We are coming late to the reform of mental health procedures. The Mental Health Act 2001, which is now subject to justified criticism, was itself important reforming legislation and was a huge improvement on what had gone before. There have been other steps since then, with progressive stages of reform, but we are still a long way off the system that should be in place in a modern European state in 2019. I know the Minister of State agrees with this. The national mental health strategy of 2006 set out A Vision for Change and made some important recommendations. That was followed by the predecessor of the current Minister of State, my Labour Party colleague, Kathleen Lynch, who had huge commitment to mental health reform and who instituted a review in 2012 of the 2001 Act which resulted in a range of recommendations, only some of which have been implemented. I was a member of the justice committee which conducted a series of hearings prior to the enactment of the Assisted Decision-Making (Capacity) Act 2015 around the need for reform of capacity legislation, particularly in the area of wardship. In many areas, reforms have been debated and discussed but we are not seeing their full implementation and we are falling short of the standards we should have, particularly as we have ratified the United Nations Convention on the Rights of Persons with Disabilities, UNCRPD.
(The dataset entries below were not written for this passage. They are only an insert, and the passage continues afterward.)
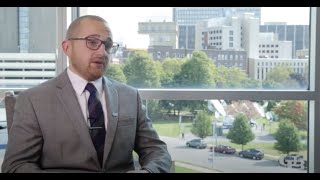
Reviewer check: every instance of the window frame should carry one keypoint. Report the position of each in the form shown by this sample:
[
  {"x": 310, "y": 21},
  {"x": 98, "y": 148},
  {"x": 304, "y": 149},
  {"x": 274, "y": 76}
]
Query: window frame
[{"x": 312, "y": 95}]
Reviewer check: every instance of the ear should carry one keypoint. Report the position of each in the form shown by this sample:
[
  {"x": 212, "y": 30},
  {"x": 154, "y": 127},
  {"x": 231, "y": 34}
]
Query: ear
[{"x": 66, "y": 46}]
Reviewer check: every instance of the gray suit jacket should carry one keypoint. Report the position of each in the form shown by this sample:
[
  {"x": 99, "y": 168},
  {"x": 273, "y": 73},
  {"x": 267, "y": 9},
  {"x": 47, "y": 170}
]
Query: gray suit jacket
[{"x": 49, "y": 133}]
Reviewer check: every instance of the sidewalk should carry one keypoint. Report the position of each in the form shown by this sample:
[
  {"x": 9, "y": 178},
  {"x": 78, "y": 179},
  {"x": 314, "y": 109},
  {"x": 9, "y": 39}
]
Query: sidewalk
[{"x": 196, "y": 168}]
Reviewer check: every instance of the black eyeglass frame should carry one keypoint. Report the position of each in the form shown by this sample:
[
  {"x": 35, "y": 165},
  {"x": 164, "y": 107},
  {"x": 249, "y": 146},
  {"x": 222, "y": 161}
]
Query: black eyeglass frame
[{"x": 109, "y": 49}]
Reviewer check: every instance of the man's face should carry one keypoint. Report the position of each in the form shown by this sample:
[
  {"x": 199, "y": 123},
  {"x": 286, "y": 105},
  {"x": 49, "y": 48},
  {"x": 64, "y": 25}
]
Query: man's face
[{"x": 89, "y": 64}]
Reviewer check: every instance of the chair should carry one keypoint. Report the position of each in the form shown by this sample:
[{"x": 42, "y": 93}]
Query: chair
[{"x": 10, "y": 101}]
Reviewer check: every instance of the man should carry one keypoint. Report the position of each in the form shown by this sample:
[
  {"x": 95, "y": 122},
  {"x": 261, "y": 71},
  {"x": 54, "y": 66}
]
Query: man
[{"x": 81, "y": 121}]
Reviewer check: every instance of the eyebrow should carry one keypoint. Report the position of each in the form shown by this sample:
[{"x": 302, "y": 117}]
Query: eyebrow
[{"x": 98, "y": 36}]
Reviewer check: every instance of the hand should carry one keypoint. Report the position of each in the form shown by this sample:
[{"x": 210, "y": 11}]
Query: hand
[{"x": 138, "y": 171}]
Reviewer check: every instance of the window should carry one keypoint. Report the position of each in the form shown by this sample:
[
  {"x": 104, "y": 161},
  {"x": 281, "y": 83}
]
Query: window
[{"x": 231, "y": 92}]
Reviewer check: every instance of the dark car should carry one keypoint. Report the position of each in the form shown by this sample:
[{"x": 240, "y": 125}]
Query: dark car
[
  {"x": 196, "y": 143},
  {"x": 297, "y": 161},
  {"x": 252, "y": 153},
  {"x": 224, "y": 149}
]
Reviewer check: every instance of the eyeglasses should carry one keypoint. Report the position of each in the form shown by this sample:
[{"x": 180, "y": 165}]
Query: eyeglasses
[{"x": 95, "y": 43}]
I am grateful to the NGOs that have been briefing us on this, in particular Mental Health Reform and Justice for Wards, which has provided us with information. As they point out, we still fall short of UNCRPD standards. Our 2001 Act is outdated and a number of important reforms need to be made. Others have spoken about another progressive step in the area of reform, namely, Deputy James Browne's Private Members' Bill, which was passed last year in a spirit of co-operation across the Dáil. This Bill is entirely in keeping with, and indeed complementary to, the reforms put forward in the 2018 Act. The Bill deals with just one aspect of the necessary reform of mental health law and, if passed, will provide involuntary patients in psychiatric institutions with the right to have their advance wishes about treatment respected and will extend the right to have advance healthcare directives for those who are detained in mental health services. Under the 2015 legislation, they would be excluded from this legal right. An advance healthcare directive is a statement set out by someone, when he or she has capacity to make decisions, about his or her preferences for future care and will only take effect if and when the person is unwell and no longer has decision-making capacity. It is a very important principle, like that of enduring power of attorney and Senator Freeman, among others, has spoken of her own experience of such matters.
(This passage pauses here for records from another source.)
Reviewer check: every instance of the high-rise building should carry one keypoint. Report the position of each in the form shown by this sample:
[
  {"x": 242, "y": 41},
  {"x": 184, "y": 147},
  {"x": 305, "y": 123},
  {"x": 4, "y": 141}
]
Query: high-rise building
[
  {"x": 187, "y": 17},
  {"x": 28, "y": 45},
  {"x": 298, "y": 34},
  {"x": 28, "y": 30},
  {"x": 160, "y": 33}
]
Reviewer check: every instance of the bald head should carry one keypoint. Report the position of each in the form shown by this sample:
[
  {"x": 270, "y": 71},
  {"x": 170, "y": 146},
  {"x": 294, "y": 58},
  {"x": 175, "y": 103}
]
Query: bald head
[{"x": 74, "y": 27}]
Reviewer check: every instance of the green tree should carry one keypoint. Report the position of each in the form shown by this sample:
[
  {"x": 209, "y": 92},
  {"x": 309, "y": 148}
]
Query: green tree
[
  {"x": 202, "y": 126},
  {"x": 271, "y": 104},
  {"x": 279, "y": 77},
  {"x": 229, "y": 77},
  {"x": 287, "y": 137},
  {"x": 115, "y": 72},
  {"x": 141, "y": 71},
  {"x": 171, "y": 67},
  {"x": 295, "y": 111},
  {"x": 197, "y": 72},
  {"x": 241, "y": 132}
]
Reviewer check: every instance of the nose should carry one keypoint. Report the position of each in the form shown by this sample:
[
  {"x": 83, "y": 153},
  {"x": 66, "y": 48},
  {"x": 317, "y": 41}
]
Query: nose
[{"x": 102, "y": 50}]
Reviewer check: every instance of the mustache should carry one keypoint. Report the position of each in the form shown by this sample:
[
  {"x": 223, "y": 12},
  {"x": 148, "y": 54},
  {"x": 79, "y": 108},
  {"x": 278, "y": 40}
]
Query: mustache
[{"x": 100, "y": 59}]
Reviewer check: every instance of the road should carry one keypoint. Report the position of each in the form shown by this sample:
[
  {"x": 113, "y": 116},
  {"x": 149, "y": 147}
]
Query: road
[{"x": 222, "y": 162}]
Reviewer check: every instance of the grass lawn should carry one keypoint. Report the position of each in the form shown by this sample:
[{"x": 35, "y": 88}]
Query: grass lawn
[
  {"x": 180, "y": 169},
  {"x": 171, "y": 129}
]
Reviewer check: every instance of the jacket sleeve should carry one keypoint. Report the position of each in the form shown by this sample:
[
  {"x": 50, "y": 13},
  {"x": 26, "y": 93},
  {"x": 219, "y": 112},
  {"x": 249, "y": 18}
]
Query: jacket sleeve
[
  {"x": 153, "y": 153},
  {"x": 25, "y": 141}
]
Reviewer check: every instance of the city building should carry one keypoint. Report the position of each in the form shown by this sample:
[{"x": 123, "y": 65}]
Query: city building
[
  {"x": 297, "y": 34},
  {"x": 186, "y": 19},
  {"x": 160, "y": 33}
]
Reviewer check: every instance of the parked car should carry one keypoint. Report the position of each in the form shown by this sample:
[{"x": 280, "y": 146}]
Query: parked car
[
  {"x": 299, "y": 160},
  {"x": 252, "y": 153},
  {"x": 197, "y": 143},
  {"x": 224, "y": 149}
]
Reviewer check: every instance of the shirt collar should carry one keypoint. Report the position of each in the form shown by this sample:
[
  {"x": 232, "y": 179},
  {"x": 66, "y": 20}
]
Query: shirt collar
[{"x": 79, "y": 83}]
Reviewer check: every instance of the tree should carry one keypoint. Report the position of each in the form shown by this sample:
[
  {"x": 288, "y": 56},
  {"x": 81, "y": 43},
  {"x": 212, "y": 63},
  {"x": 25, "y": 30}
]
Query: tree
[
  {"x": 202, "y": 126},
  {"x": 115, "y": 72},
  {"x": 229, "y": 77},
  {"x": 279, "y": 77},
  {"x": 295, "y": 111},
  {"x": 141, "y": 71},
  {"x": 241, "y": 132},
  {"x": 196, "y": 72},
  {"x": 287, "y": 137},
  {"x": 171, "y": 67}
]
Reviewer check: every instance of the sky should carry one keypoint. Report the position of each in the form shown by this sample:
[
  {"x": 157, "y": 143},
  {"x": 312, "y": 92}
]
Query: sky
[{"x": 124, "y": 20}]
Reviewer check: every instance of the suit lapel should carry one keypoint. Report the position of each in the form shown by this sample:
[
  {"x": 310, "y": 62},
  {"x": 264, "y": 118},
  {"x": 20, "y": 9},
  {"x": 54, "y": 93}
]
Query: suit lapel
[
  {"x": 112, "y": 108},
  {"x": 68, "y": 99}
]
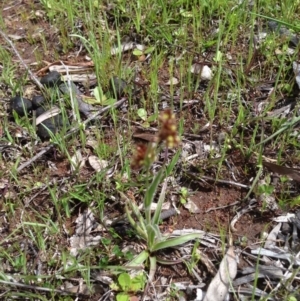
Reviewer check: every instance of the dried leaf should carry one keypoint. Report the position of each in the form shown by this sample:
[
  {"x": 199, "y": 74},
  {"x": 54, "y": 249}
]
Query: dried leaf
[
  {"x": 219, "y": 286},
  {"x": 97, "y": 163},
  {"x": 48, "y": 114},
  {"x": 204, "y": 71},
  {"x": 191, "y": 206},
  {"x": 282, "y": 170}
]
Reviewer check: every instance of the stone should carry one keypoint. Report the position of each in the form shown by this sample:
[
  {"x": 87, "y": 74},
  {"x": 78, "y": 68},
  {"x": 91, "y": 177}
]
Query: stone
[{"x": 21, "y": 105}]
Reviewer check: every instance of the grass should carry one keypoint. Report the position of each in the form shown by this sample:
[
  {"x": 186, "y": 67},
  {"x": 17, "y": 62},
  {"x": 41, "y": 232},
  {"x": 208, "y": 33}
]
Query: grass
[{"x": 175, "y": 34}]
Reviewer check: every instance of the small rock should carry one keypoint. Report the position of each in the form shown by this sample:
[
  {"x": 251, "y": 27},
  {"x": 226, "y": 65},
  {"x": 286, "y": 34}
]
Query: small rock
[
  {"x": 54, "y": 124},
  {"x": 38, "y": 101},
  {"x": 51, "y": 79},
  {"x": 118, "y": 86},
  {"x": 21, "y": 105},
  {"x": 205, "y": 72}
]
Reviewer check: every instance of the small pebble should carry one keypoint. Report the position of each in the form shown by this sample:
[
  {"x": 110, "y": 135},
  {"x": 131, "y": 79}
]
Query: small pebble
[
  {"x": 38, "y": 101},
  {"x": 21, "y": 105},
  {"x": 51, "y": 79},
  {"x": 54, "y": 124},
  {"x": 118, "y": 86}
]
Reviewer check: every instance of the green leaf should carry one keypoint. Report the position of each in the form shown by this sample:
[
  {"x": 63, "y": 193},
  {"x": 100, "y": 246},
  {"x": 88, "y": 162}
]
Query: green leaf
[
  {"x": 153, "y": 267},
  {"x": 139, "y": 259},
  {"x": 151, "y": 235},
  {"x": 150, "y": 194},
  {"x": 124, "y": 281},
  {"x": 157, "y": 213},
  {"x": 122, "y": 297},
  {"x": 142, "y": 113},
  {"x": 177, "y": 241},
  {"x": 138, "y": 282},
  {"x": 173, "y": 162},
  {"x": 100, "y": 97},
  {"x": 137, "y": 52}
]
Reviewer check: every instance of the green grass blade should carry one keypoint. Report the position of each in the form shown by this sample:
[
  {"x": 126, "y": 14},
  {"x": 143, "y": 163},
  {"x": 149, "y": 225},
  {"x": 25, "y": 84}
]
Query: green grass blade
[{"x": 177, "y": 241}]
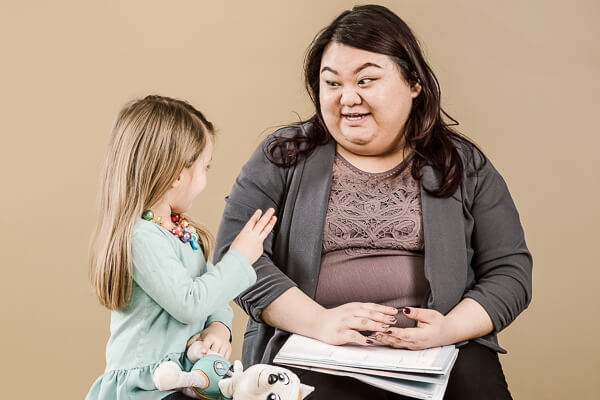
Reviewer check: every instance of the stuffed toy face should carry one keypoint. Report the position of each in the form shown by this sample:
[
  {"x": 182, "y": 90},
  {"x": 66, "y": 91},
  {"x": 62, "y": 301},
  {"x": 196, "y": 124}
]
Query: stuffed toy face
[
  {"x": 211, "y": 377},
  {"x": 267, "y": 382}
]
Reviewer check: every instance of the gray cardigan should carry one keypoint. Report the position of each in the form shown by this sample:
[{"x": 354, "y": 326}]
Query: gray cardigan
[{"x": 474, "y": 243}]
We know of the experience of persons in psychiatric services. Mental Health Reform conducted a survey, My Voice Matters, and almost 40% of participants who used mental health services felt they were not involved as much as they would like in decisions about the medications they took. Permitting people in involuntary detention to make advance healthcare directives is an important way of ensuring people feel more listened to and that their wishes are respected. I am proud and happy to support this legislation and hope we will not divide the House on it. I commend Senator Devine and look forward to its speedy enactment.